The intrinsic inertness of nitrogen has made it challenging to discover metal complexes that can both bind and activate it. ‘By experimental and computational studies, we determined that the dinitrogen reduction by a trinuclear titanium hydride complex proceeds sequentially through scission of a nitrogen molecule bonded to three titanium atoms in an end-on-side-on fashion, followed by N–H bond formation,’ says study author Zhaomin Hou, of the RIKEN Center for Sustainable Resource Science, Japan. ‘The hydride ligands serve as the source of both electron and proton.’

Cleaving the N–N bond and forming N–H bonds directly from a hydride complex has been seen only rarely, with some of the most influential work coming from Michael Fryzuk at the University of British Columbia, Canada, who has championed the ‘hydride route’ to dinitrogen complexes.2 ‘The active sites of both major N2 reduction catalysts – nitrogenases and the Haber–Bosch process – have hydride species as their resting states, but in neither case is the detailed mechanism of hydrogen loss and nitrogen cleavage known,’ says Patrick Holland of the University of Rochester, US. The authors, he adds, ‘conclusively determined the structures of many of the intermediates along the pathway, giving insight into possible structures and pathways of intermediates on the catalysts’.

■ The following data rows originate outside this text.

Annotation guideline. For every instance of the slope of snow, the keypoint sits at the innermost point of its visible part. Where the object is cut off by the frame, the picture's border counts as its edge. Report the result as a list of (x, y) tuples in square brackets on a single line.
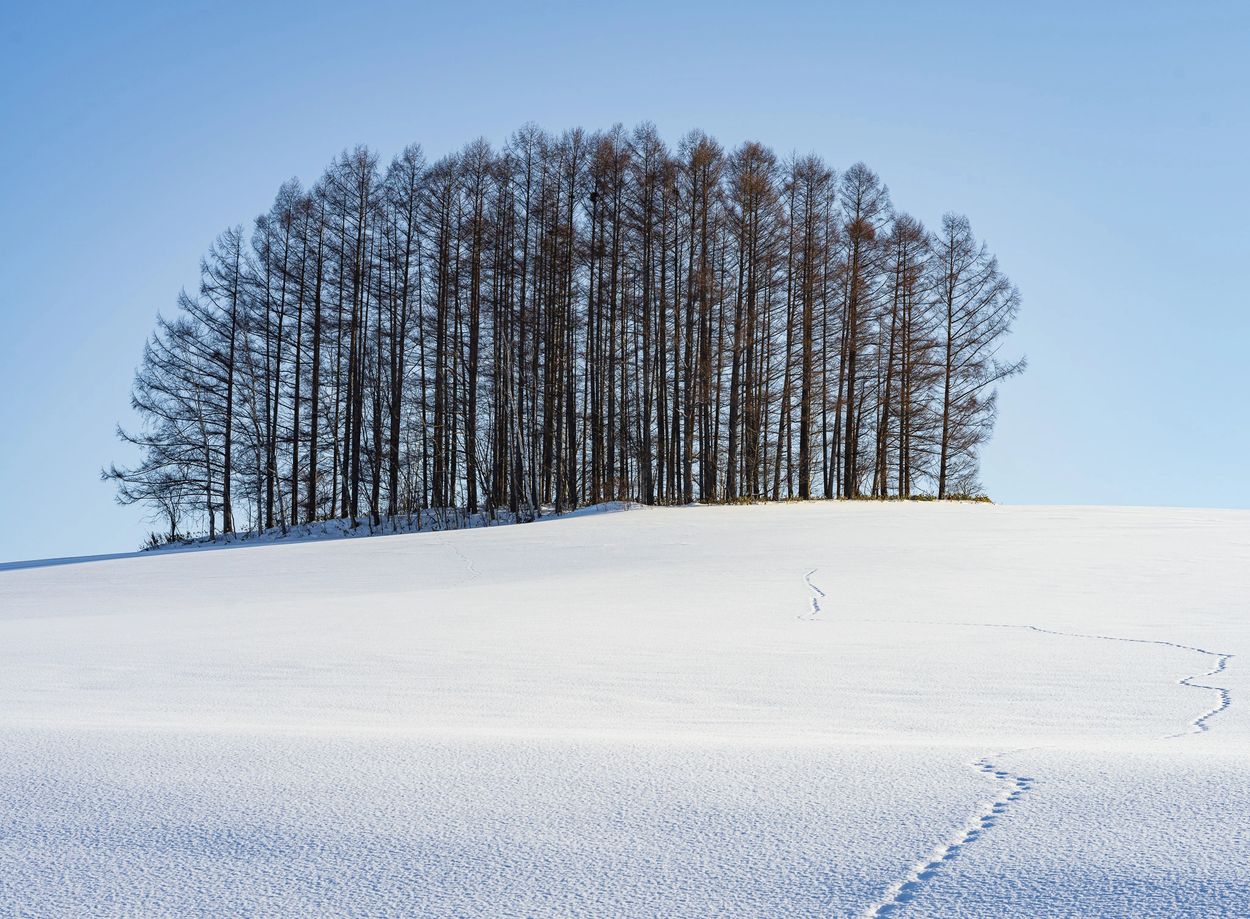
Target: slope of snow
[(825, 709)]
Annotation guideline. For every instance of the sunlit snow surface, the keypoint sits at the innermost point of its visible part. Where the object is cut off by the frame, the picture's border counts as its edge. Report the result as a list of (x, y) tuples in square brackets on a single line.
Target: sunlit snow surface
[(825, 709)]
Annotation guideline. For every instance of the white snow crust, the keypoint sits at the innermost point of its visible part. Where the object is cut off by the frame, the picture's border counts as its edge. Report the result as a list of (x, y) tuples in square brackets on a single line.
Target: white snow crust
[(778, 710)]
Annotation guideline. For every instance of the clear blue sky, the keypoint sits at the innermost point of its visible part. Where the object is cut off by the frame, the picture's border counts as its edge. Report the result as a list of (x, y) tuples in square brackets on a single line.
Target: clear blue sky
[(1100, 149)]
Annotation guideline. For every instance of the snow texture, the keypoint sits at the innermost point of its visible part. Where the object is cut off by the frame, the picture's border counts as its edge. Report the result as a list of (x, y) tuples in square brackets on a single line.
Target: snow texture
[(823, 709)]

Fryzuk, who wrote an accompanying perspective,3 says the paper adds important fundamental knowledge about potential elementary reactions such as cleaving N–N triple bonds and forming N–H bonds, which are relevant to the Haber–Bosch process. He predicts it ‘will change the way people think about N2 activation so that in the future perhaps a soluble, suitably designed multi-metallic hydride complex will be able to both activate and functionalise molecular nitrogen productively to form ammonia or some other higher-value nitrogen containing material’.

However, there still challenges to overcome to make this process practically useful, Hou says. But if successful the low temperature, low pressure synthesis of ammonia in smaller reactors is on the cards.